А там с ней разберутся.

 

        Я не бросил монету в вечерний,

        отливающий медью Севан,

        но мне надо вернуться,

        я знаю, мне надо вернуться,

        и увидеть его

        синевою налитое блюдце,

        услыхать тихий строй

        его песен,

        печальных и странных.

        Там упавшие звезды хачкаров

        лежат на его берегах,

        там на желтых холмах

        перепутались тропы овечьи,

        ночью низкое небо

        ложится кошмою на плечи,

        а наутро взлетает,

        как синяя птица, стремглав.

        Черноглазая жизнь!

        Буйство трав на воскресном базаре,

        баснословие цен,

        суета, суматоха и смех.

        Словно дым забытья,

        облака с перевала сползают

        и скрывают его

        от меня, от тебя, ото всех.

 

 

 

        Там упавшие звезды хачкаров лежат на его берегах.

 

 

        На теле каждого народа, как и человека, есть точки, куда сходятся нервные окончания со всего организма, концентрируя всю его боль. В Армении такая точка – гора Цицернакаберд в Ереване. "Ласточкина крепость", если перевести дословно. Чтобы попасть сюда, надо подняться по каменной лестнице, составленной из несчетного количества ступеней. Лестница приведет вас к расщепленной стеле и вечному огню, окруженному склоненными плитами. Это памятник жертвам геноцида армян в Османской империи – вечная память более чем полутора миллионам человек, погибшим только за то, что были армянами. И когда я впервые поднялся сюда, я понял, что болью можно заразиться, как гриппом. Во всяком случае, со мной это произошло.

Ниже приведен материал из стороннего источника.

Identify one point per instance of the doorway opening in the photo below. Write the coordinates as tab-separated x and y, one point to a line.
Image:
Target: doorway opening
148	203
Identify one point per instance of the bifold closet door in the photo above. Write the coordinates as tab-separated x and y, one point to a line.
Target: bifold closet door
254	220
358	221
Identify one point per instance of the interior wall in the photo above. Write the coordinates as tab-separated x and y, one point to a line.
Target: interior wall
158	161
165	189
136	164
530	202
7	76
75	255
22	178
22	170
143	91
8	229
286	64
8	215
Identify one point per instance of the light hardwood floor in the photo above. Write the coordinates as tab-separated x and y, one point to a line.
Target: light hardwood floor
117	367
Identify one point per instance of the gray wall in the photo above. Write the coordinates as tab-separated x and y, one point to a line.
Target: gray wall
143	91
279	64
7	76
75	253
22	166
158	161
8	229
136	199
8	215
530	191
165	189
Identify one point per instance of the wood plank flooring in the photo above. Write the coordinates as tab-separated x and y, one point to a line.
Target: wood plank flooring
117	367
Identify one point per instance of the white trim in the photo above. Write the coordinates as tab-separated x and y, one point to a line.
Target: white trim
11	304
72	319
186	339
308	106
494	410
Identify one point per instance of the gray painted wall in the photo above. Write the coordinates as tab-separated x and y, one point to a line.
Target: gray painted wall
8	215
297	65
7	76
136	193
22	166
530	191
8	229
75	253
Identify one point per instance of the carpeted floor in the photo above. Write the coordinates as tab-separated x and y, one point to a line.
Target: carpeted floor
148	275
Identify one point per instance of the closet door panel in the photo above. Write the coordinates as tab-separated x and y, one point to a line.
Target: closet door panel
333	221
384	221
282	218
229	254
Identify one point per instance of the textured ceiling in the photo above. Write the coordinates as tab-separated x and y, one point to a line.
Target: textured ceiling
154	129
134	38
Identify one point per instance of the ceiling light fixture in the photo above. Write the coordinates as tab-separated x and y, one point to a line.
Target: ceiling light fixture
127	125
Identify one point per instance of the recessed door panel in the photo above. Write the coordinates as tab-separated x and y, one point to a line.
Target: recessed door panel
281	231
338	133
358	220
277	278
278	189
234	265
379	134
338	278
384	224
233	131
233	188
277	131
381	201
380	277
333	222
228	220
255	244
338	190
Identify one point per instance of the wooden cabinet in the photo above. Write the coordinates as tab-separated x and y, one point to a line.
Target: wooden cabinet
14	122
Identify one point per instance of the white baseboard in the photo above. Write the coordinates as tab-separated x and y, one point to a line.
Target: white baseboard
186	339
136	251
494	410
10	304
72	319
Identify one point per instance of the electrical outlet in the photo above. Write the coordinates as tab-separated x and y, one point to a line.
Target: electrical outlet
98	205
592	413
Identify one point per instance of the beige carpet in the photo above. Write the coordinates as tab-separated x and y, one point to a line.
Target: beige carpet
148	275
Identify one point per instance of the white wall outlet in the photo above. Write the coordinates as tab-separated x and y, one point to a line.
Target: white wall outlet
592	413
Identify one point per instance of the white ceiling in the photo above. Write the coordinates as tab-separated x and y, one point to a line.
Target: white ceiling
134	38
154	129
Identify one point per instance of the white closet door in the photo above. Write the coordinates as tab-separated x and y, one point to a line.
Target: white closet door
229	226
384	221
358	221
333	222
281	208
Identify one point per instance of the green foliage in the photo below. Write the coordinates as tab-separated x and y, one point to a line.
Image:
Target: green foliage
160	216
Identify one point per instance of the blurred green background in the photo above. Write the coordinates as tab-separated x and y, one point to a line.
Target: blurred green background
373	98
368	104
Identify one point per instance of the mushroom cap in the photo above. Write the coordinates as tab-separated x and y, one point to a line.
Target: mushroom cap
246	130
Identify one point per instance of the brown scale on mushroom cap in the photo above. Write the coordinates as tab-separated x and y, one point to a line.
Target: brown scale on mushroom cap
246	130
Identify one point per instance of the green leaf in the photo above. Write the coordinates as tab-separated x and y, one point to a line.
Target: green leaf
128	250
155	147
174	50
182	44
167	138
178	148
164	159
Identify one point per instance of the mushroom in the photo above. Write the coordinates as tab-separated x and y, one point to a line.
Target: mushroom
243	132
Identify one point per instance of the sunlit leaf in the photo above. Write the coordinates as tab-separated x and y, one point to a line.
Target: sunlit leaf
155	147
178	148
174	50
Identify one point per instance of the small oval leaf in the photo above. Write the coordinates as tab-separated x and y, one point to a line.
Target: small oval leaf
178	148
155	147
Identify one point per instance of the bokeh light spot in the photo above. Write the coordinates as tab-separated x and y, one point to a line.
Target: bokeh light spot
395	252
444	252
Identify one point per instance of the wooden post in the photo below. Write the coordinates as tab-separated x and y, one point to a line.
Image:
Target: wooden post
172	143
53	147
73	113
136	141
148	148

        Сейчас мои поездки в Армению и Карабах давно в прошлом, много я бы дал, чтобы очутиться там вновь. Во время карабахского конфликта, смотря по телевизору хронику, я узнавал знакомые места: вот на этом повороте я отбирал образцы, а теперь здесь стоит, шевеля своим зловещим хоботом, танк. Здесь мы сидели и ждали машину, которая отвезет нас в лагерь на реке Шалве, все пять палаток которого умещались под одним огромным грецким орехом. А теперь здесь лежит убитый шальной пулей ослик, и пожилая крестьянка плачет около него. По этой дороге я тащил неподъемный рюкзак с пробами, которые, кстати, оказались потом самыми удачными, и проклинал жару. А сейчас по ней идут бородатые люди с автоматами. А дорога из Лачина в Горис называется теперь Лачинский коридор.

 

        Куда бежишь, река Шалва,

        Как шарф закутана

        Вокруг предгорного села?

        Все перепутано.

        На землю падают рассвет

        И утро раннее.

        И остается только след

        В воспоминаниях.

        Успей сказать, что я не прав,

        Ведь ночь кончается.

        Молчит Нагорный Карабах.

        Не откликается.

 

        Жарким сентябрьским днем 1984 года я в последний раз покидал Армению. Экспедиционная машина, выгрузив мои походные пожитки около аэропорта, развернулась и исчезла в клубах пыли – ей предстояло добираться до Москвы своим ходом. Хотелось пить. Я подошел к павильону на площади и спросил воды.

        – "Буратино" есть, – ответил продавец. Напиток, именуемый "Буратино" стоял на солнце, и в нем можно было заваривать чай. Причем сладкий.

        – Шампанский есть. Очень холодный. Пятнадцать рублей. – До горбачевской антиалкогольной компании оставалось меньше года.

        Через секунду в моих руках оказалась бутылка ледяного брюта и пластиковый стаканчик. С тех пор я не пил ничего вкуснее. Я пил шампанское и думал, что можно привезти из Армении. В моей сумке лежали бутылка "Ани", чудная цилиндрическая кофемолка, коробка с персиками для дочери, еще какая-то мелочь. Еще в ней лежали три великолепных хачкара весом по тонне каждый, ручей Памбак, впадающий в Севан, дерево гранатовое и дерево грецкого ореха, глиняный кувшин с лебединой шеей, десяток картин из Ереванской детской картинной галереи (где еще есть такая?) и табличка с одной из ереванских улиц, гласившая "ул. Р. Люксембурга". Все эти хрупкие вещи были надежно упакованы в дорогу спускающимся с Зангезурского хребта облаком.

        Дорога предстояла дальняя, но ничего не разбилось до сих пор.

        Объявили посадку на мой рейс.

        Я допил шампанское и пошел к самолету.